· Fachbeitrag · Verfahrensrecht
Erfüllungseinwand in Zwangsmittelverfahren und Vollstreckungsgegenklage
| Der BGH hat jetzt entschieden: Die Anhängigkeit eines Zwangsmittelverfahrens nach § 888 ZPO, in dem der Schuldner den Erfüllungseinwand mit Blick auf den gegen ihn titulierten Anspruch erheben kann und erhoben hat, hindert ihn nicht daran, Vollstreckungsabwehrklage (§ 767 ZPO) gegen den Gläubiger zu erheben, die ebenfalls auf den Erfüllungseinwand zielt. |
Sachverhalt
Der Kläger war Alleinerbe.
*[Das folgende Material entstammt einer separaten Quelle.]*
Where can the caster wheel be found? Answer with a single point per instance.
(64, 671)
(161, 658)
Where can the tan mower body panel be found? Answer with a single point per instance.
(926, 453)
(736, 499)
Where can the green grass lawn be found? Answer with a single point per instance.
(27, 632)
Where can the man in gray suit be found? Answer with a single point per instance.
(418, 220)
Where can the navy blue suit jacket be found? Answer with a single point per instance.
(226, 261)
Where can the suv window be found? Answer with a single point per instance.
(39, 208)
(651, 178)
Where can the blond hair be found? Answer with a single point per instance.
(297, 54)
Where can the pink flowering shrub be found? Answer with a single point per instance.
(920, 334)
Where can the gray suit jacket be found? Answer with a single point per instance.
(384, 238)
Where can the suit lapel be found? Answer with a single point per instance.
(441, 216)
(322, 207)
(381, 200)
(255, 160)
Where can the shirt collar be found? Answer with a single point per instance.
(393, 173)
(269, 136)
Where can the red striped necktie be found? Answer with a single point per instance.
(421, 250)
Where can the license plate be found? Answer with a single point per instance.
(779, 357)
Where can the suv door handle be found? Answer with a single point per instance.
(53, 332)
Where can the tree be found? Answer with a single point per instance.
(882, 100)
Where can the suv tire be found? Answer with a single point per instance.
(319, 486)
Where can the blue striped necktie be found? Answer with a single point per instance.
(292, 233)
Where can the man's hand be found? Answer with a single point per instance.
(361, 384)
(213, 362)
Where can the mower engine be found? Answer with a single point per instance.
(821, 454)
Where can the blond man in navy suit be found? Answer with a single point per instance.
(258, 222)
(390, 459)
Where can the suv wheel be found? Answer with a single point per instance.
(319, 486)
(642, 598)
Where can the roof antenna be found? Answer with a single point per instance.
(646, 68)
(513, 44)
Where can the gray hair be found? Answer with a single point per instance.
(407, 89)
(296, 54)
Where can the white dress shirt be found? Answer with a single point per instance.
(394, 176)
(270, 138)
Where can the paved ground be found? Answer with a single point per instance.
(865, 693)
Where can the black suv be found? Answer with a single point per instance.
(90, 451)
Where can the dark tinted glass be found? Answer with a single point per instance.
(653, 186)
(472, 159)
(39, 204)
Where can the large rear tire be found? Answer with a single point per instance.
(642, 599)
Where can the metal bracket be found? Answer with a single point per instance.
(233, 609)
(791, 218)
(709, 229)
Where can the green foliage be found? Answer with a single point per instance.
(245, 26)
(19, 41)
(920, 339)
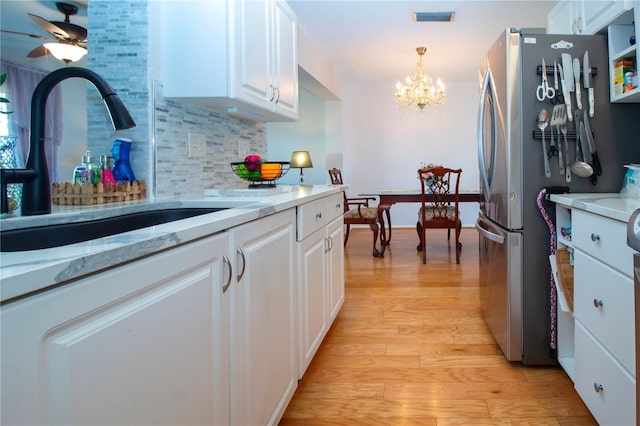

Die Beklagten hatten als Pflichtteilsberechtigte gegen ihn ein rechtskräftiges Teilurteil auf Auskunftserteilung durch Vorlage eines notariellen Nachlassverzeichnisses erwirkt. Um diese Auskunftspflicht zu vollstrecken, stellten sie einen Antrag auf Festsetzung von Zwangsmitteln vor dem Prozessgericht nach § 888 ZPO. Der Kläger ‒ als Schuldner des Zwangsmittelverfahrens ‒ legte ein notarielles Nachlassverzeichnis vor und berief sich auf die Erfüllung des Auskunftsanspruchs. Die Beklagten trugen vor, dass das Verzeichnis lückenhaft sei und hielten am Zwangsgeldantrag fest. Dar Kläger erhob dann Vollstreckungsabwehrklage vor dem Prozessgericht und beantragte, die Zwangsvollstreckung aus dem zugrunde liegenden Teilurteil für unzulässig zu erklären, da der Auskunftsanspruch durch die Vorlage des notariellen Nachlassverzeichnisses erfüllt sei. Das OLG hat als Berufungsgericht die Vollstreckungsabwehrklage mangels Rechtsschutzbedürfnisses für unzulässig gehalten. Der BGH hob diese Entscheidung auf und verwies die Sache zur erneuten Verhandlung an das OLG zurück. Er entschied dabei, dass das Zwangsmittelverfahren nach § 888 ZPO und das Verfahren der Vollstreckungsabwehrklage nebeneinander zulässig sind (BGH 29.9.22, I ZR 180/21, Abruf-Nr. 232345).
Relevanz für die Praxis
Für eine Vollstreckungsabwehrklage § 767 ZPO) besteht solange ein Rechtsschutzbedürfnis, wie der Gläubiger den Vollstreckungstitel noch in Händen hat. Dies gilt sogar, wenn der Gläubiger auf seine Rechte aus dem Titel verzichtet hat oder zwischen ihm und dem Schuldner Einigkeit besteht, dass eine Vollstreckung nicht mehr in Betracht kommt. Der Grund dafür ist, dass der Schuldner durch die Vorlage einer öffentlichen Urkunde oder einer vom Gläubiger ausgestellten Privaturkunde, aus der sich die zwischenzeitliche Erfüllung der Forderung ergibt, die Aufhebung von bereits getroffenen Vollstreckungsmaßregeln nicht erreichen kann (§ 775 Nr. 4, § 776 ZPO) und ein Verzicht keine weitergehenden Wirkungen als die Erfüllung haben kann.